2007-04-22 20:51:57 | ノンフィクション
 30兆円産業と呼ばれるパチンコ業界について経営サイドから検討した本。著者はパチンコチェーンの元役員。
 近年パチンコ産業は年間売上30億円弱で横ばい、パチンコ人口は約1710万人で1995年からほぼ半減、その理由は機械が射幸性が強く(ハイリスク・ハイリターンに)なりヘビーユーザーだけが残り1回につぎ込む金が増えたためだそうです。

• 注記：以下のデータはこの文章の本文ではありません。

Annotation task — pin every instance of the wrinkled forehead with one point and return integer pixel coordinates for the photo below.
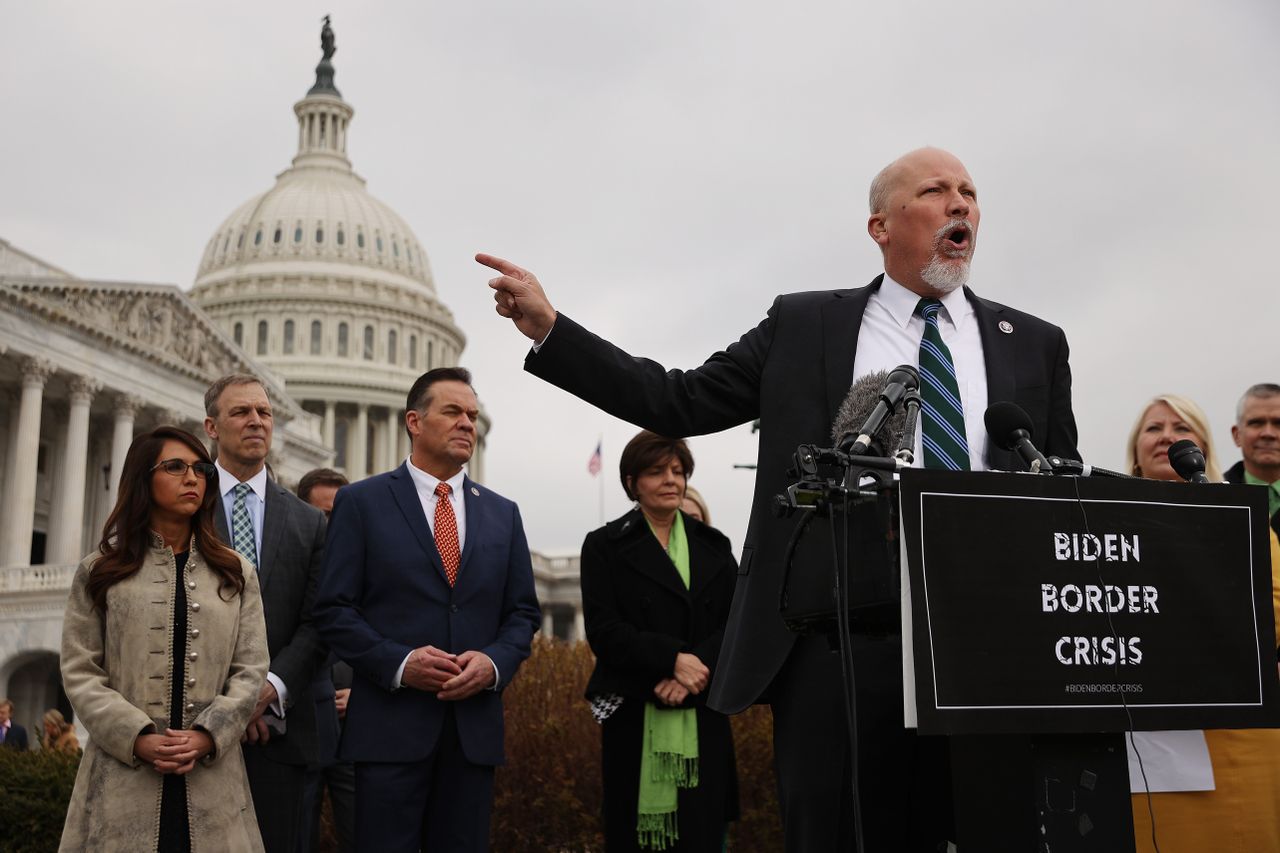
(928, 164)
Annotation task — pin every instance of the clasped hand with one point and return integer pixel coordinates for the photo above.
(449, 676)
(176, 751)
(690, 678)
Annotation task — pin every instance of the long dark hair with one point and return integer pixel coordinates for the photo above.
(126, 536)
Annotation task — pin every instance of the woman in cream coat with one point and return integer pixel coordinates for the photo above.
(164, 652)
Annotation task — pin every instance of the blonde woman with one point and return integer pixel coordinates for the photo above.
(1242, 813)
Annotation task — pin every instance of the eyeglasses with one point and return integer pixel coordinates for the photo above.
(176, 466)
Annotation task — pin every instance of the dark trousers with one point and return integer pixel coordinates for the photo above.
(277, 790)
(904, 780)
(339, 778)
(440, 804)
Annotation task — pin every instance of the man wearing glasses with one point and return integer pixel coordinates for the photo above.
(284, 539)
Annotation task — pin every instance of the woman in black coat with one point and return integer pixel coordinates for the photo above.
(657, 587)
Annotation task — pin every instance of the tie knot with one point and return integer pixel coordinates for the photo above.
(928, 309)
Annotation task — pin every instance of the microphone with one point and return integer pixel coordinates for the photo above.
(1188, 461)
(869, 419)
(1010, 427)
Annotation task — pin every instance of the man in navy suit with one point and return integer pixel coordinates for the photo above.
(428, 593)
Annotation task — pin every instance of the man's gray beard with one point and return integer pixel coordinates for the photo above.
(945, 274)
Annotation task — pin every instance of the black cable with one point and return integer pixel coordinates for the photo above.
(1115, 635)
(844, 637)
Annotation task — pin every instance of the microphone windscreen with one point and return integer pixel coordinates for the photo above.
(1002, 420)
(858, 406)
(1187, 459)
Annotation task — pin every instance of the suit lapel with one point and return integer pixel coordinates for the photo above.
(640, 550)
(475, 523)
(841, 320)
(220, 521)
(997, 350)
(704, 564)
(273, 530)
(406, 497)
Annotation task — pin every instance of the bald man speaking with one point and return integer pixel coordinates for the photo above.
(792, 370)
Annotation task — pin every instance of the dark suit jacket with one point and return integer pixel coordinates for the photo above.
(638, 612)
(288, 575)
(17, 737)
(384, 593)
(792, 372)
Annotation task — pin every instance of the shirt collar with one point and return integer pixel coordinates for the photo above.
(901, 302)
(227, 482)
(429, 482)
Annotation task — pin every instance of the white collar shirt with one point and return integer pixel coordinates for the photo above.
(425, 486)
(891, 334)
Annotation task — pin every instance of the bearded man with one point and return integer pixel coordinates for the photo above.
(792, 372)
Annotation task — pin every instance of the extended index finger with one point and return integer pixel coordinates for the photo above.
(502, 265)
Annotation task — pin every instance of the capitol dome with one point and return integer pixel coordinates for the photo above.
(332, 290)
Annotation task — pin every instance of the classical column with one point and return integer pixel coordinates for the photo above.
(22, 510)
(71, 493)
(327, 427)
(392, 457)
(357, 460)
(10, 401)
(126, 410)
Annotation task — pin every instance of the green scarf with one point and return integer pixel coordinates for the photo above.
(668, 752)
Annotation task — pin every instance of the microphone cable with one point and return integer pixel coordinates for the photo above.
(1115, 635)
(844, 635)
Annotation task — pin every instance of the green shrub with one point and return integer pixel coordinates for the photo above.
(548, 794)
(35, 789)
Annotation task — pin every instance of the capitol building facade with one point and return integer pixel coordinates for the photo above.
(314, 284)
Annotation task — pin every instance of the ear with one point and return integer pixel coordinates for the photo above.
(878, 228)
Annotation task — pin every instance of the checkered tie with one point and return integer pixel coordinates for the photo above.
(242, 527)
(447, 532)
(942, 434)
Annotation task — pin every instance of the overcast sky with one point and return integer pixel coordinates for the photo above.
(668, 167)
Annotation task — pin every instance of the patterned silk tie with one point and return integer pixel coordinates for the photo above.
(242, 527)
(447, 533)
(942, 434)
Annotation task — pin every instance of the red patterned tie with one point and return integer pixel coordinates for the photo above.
(447, 532)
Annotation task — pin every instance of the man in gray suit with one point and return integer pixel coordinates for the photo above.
(284, 538)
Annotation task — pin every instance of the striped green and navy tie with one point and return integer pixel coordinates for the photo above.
(942, 434)
(242, 527)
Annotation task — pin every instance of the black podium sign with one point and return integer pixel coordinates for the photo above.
(1048, 603)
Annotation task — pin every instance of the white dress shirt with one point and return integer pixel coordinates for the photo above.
(256, 505)
(891, 336)
(425, 486)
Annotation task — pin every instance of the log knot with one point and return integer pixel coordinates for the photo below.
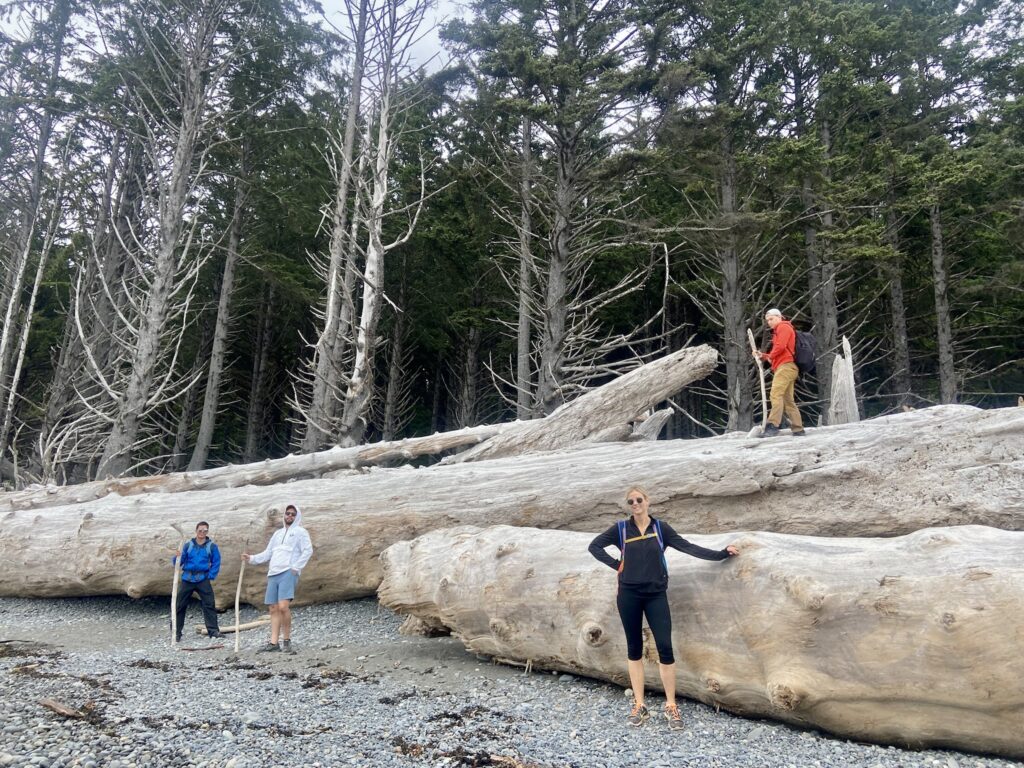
(783, 697)
(506, 549)
(593, 634)
(501, 630)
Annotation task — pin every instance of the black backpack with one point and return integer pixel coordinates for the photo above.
(806, 352)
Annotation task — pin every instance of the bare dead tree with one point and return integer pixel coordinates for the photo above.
(178, 102)
(27, 133)
(330, 349)
(394, 27)
(211, 397)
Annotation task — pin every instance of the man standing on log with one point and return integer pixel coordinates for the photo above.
(200, 565)
(783, 375)
(288, 551)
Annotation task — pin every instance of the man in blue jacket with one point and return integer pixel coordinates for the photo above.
(200, 565)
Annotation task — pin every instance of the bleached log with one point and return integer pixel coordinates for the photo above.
(611, 407)
(948, 465)
(266, 472)
(624, 399)
(913, 640)
(843, 403)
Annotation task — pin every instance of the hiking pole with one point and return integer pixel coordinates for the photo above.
(174, 586)
(238, 596)
(761, 375)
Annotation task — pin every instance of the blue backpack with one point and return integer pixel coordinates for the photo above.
(623, 541)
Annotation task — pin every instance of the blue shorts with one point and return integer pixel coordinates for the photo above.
(281, 587)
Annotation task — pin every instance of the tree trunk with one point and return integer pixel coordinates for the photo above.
(943, 321)
(625, 399)
(466, 408)
(133, 402)
(395, 396)
(552, 354)
(897, 314)
(949, 465)
(29, 220)
(524, 358)
(255, 417)
(328, 364)
(211, 398)
(739, 393)
(911, 641)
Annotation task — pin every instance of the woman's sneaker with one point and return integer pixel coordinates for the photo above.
(639, 714)
(673, 716)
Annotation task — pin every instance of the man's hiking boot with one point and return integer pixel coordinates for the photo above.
(674, 718)
(639, 715)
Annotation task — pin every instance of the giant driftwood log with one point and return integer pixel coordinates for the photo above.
(602, 415)
(913, 640)
(600, 409)
(944, 466)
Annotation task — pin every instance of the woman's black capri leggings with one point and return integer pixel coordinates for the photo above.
(633, 604)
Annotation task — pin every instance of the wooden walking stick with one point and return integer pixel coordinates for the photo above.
(238, 596)
(761, 375)
(174, 586)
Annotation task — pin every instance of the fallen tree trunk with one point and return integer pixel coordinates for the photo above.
(949, 465)
(601, 409)
(266, 472)
(613, 406)
(913, 641)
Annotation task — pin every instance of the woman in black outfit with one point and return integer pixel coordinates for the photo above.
(643, 581)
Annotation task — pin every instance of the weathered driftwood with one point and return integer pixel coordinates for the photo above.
(261, 622)
(624, 399)
(267, 472)
(843, 403)
(949, 465)
(913, 640)
(612, 407)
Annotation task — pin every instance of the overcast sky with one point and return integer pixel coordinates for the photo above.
(429, 48)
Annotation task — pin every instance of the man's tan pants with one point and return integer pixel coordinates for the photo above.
(783, 381)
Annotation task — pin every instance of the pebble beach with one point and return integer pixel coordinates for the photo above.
(354, 692)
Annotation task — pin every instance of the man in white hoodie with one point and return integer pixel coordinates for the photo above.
(288, 551)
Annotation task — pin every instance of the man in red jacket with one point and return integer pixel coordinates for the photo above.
(783, 375)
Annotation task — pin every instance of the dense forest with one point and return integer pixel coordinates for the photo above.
(232, 229)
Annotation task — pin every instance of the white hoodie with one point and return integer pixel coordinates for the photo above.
(289, 547)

 そして著者の推計によれば日本のギャンブルによる客の純損失は2005年で約5兆3641億円でその3分の2をパチンコが占めているそうです(44頁)。競馬、競輪、競艇、オートレース、宝くじ、サッカーくじを全部あわせてもパチンコの半分・・・。日本のギャンブル支出はイギリス並みで世界トップレベルだとか(45頁)。これにはビックリしました。自己破産で相談者に聞いたら半分以上はパチンコやってますもんね。
 アメリカのカジノのスロットマシンなんかは単調で著者には物足りなく感じたが、アメリカ人に言わせれば日本のパチンコのように釘をいじるのは犯罪行為で、リーチ等の過剰な演出はギャンブル依存症の温床になるから問題だそうです(74~76頁)。現に依存症の人がたくさんいますからね。